Yup, Roger Russell is a good one, and his site has been up for a while.
The ability for speaker wires to change the net RLC characteristics of the wire-speaker system is not controversial. However, some people actually seem to prefer the sound caused by higher impedance wires, something I discovered when I started messing around with vacuum tubes. Can't find it at the moment, but there are anecdotes of homebrewers actually putting 1 Ohm power resistors in series with the speakers, and liking the sound...
Vacuum tube amps usually have a higher output impedance than do most solid-state amps. This is due to two things:
Tube output stages are usually common-cathode (whether single-ended or push-pull), so the impedance seen looking back into the amp output is the output tubes' plate resistance divided by the square of the output transformer turns ratio. Just as a rule of thumb, this will often be of the same order of magnitude as the speaker's nominal impedance for triode circuits and an order of magnitude higher for power pentodes or beam power tubes.
The output stages of solid-state amps, OTOH, are most commonly emitter followers (or source followers in the case of power MOSFETs), which have much lower source impedances than would a common-emitter circuit or a common-cathode tube stage.
In addition, solid-state amps usually use much more overall negative feedback than do tube amps. Since the feedback is voltage-derived, it reduces the output impedance of the ampby a factor equal to the loop gain. Higher loop gains, as in the case of most solid-state amps, means a greater reduction of an open-loop output impedance which was already lower than that of a comparable tube amp.
Some manufacturers of solid-state musical instrument amplifiers use current-derived negative feedback around the output stage to
increase the amp's output impedance, to get the lower speaker damping factor characteristic of tube amps. This works as long as the amp is within its range of reasonably linear operation, but kinda goes to Halifax when the amp clips and the feedback loop is effectively broken during the clipped intervals of the output waveform.

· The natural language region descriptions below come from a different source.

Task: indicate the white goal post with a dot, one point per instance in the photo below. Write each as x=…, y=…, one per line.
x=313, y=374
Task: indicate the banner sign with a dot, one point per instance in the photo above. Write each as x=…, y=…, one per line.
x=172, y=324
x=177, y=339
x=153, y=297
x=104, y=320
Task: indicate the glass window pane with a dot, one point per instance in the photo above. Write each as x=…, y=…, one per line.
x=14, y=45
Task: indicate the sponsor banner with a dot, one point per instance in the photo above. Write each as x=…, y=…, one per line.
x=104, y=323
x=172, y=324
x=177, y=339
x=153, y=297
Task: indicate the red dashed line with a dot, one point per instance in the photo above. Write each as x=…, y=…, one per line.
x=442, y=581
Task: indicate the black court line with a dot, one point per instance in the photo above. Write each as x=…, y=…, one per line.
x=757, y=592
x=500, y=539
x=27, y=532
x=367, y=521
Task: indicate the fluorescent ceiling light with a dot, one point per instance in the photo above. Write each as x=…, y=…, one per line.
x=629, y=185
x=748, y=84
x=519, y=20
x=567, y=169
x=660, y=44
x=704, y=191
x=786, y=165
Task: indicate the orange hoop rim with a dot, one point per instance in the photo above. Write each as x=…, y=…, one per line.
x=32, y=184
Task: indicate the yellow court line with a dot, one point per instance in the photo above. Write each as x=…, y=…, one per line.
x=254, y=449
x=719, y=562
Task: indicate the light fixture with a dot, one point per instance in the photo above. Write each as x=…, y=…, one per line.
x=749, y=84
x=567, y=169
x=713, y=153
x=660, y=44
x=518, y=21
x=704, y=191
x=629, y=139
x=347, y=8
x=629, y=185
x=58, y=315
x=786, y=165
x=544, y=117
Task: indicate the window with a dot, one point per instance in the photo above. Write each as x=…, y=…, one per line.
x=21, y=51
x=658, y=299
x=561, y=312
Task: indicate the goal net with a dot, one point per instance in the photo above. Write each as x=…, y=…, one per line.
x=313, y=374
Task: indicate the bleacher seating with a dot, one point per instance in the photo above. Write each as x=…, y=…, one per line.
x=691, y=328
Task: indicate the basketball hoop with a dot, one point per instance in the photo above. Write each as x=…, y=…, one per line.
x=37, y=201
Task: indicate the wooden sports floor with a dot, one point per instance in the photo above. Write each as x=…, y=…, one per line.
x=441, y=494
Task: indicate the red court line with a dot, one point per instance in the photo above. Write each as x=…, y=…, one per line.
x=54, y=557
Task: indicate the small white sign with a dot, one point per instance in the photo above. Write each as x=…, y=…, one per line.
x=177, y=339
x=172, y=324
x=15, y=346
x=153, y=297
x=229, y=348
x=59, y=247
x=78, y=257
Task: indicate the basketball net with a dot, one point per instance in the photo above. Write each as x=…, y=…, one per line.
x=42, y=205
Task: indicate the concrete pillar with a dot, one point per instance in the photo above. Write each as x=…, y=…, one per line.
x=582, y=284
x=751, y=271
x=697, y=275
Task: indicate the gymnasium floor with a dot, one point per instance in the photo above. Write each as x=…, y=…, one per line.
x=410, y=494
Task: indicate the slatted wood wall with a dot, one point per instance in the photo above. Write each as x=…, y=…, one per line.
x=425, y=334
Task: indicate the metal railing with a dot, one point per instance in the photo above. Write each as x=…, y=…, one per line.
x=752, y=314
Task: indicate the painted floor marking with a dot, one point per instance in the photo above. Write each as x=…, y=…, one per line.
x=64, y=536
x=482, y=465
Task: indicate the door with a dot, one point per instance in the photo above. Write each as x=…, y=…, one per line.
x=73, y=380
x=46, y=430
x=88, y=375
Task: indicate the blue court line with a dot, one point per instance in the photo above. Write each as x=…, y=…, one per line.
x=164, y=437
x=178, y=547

By way of numbers, some measurements I took from a Marshall 1986 50W head showed that with the output transformer on the 4 ohm tap, the output impedance at 1 kHz was just about 4 ohms- a damping factor of unity. With the "presence" control cranked (which works by rolling off the negative feedback at higher frequencies), this increased to around 40 ohms, which was probably pretty close to the amp's open-loop output Z.
Hi-fi amps aren't likely to be that extreme, but the general principle that tube amps have lower damping factors than solid state amps is pretty sound.
There have also been amps which use both voltage and current-derived negative feedback from the output, in adjustable proportion, to permit the amp's output impedance to be adjusted- even to the point of having a
negative output resistance, which, by "cancelling" the resistance of the speaker wiring and voice coil winding, can theoretically achieve an infinite damping factor. Crown manufactured such a model in the '90s, and the principle goes back to the '50s, when Bogen manufactured tube amps with variable output impedance.
Incidentally, using a source with a negative output resistance to cancel errors due to wiring and winding resistance is a common trick in speed-control circuits for small PM motors- if you've ever used a dictating machine you were probably using just such a circuit.
So basically there's two rational schools of thought -- run fat cables that lower series impedance as much as practical (I even heard of one guy on the AVS Forum who uses 00 arc-welding leads!), or run skinny cables and/or add passive elements to soften to taste. Neither requires any significant expense.
Well, back when I was running a large-club PA system, the cables I made up for my bass bins (double 18" drivers in ported cabinets) were two 30-foot lengths of 10AWG cable in parallel (effectively 7AWG), which gave me a wiring resistance of 0.035 ohm for each cabinet.
Since the speaker's input impedance (which will be a complex function of frequency) and the series combination of wiring resistance and amp output impedance form a voltage divider, the effects of excessive wiring resistance on the magnitude-versus-frequency response at the speaker terminals is measurable. I have measured peaks and dips of as much as 2 dB at the terminals of near-field monitors in a poorly-wired studio control room, while the same measurement taken at the amp output terminals was ruler-flat.